In Michael Barnett's documentary “The Generation of Mars” (Netflix, 2017) we see enthusiastic teenagers experimenting at a NASA space camp and talking about the journey to Mars with the certainty that one day they will experience it. The children who are in primary school today, maybe one day, when they are adults, do not have to close their eyes, like skyscrapers, in order to imagine the Red Planet. Maybe instead they should have them wide open.

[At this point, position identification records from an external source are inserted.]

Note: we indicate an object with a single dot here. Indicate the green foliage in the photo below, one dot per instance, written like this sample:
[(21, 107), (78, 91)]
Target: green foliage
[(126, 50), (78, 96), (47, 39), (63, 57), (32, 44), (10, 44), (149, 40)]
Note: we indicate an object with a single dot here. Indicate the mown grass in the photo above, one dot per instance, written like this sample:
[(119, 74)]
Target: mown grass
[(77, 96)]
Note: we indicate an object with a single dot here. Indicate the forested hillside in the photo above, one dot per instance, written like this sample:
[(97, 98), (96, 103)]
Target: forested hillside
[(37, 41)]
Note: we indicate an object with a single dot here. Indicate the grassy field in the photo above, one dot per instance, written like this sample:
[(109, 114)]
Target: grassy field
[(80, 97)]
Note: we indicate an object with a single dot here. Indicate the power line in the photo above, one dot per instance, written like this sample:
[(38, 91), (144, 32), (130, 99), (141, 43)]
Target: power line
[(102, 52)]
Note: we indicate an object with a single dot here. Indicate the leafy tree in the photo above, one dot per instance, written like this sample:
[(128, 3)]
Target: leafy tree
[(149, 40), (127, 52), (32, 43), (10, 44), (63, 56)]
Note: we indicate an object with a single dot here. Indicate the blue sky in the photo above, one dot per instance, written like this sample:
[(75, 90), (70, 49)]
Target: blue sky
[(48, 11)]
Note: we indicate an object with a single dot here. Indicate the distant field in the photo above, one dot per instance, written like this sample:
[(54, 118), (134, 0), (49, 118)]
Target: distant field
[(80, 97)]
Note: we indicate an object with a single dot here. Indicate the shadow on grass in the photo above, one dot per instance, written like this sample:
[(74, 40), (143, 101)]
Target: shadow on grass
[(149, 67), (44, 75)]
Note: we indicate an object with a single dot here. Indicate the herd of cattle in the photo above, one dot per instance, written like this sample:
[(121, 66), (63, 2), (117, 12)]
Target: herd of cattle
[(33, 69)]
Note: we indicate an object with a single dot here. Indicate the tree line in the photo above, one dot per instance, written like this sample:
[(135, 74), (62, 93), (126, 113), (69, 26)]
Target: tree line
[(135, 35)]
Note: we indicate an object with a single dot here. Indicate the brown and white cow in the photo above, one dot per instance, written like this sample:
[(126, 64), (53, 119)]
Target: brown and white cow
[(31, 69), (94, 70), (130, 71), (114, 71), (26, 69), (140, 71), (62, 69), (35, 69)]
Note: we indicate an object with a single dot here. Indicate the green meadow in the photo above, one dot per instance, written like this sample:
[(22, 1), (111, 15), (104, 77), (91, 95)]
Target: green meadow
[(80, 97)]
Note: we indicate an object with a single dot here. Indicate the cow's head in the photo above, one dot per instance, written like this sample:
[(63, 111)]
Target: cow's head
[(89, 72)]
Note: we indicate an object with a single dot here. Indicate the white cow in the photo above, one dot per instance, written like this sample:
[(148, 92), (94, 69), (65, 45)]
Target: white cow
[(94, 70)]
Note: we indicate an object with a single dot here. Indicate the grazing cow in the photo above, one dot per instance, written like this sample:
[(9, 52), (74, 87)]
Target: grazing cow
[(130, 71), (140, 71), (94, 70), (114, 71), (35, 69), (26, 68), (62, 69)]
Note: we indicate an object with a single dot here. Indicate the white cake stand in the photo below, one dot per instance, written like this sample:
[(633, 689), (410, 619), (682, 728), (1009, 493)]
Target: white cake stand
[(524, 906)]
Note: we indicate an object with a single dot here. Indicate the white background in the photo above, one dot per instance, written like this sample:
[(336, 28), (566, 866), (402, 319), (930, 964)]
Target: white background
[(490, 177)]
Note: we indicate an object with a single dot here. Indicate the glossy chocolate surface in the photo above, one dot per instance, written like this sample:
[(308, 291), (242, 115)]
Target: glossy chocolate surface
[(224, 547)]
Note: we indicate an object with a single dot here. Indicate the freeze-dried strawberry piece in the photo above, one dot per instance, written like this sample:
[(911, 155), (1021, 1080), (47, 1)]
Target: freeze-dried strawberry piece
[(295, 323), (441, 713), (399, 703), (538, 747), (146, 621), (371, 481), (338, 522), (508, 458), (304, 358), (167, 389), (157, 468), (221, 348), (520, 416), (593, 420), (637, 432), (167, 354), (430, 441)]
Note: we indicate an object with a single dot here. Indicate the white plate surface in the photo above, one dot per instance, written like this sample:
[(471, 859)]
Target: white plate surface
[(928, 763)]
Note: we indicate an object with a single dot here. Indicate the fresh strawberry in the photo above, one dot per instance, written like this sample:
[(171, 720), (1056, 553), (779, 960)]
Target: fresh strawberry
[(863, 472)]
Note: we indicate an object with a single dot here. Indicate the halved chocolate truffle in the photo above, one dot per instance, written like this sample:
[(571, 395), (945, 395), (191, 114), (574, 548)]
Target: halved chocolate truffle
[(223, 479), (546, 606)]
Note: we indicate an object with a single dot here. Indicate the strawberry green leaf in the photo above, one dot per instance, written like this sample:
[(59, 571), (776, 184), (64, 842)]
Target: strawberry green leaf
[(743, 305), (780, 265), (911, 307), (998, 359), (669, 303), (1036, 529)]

On the other hand, there is of course reasonable criticism. “The ideology of these space spectacles is deeply connected to the ideology of the artificial intelligence industry,” writes Kate Crawford in her book Atlas of AI (Yale University Press, 2021). “The extreme wealth and power generated by technology companies now allows a small group of men to expand into their own private race. They rely on the exploitation of the knowledge and infrastructure of twentieth-century public space programs, and very often depend on government funding and tax incentives. Their goal is not to be limited to mining and development but to extend throughout the solar system. “In fact, these efforts are more about the fantasy of space, endless growth, and immortality, despite the uncertain and unpleasant prospects of true space colonization.” For now, and while the time of a “summer dusk on the calm temperate planet Mars” is still far away, let us consider how we now deal with our own summer dusk, on the troubled and tormented planet called Earth.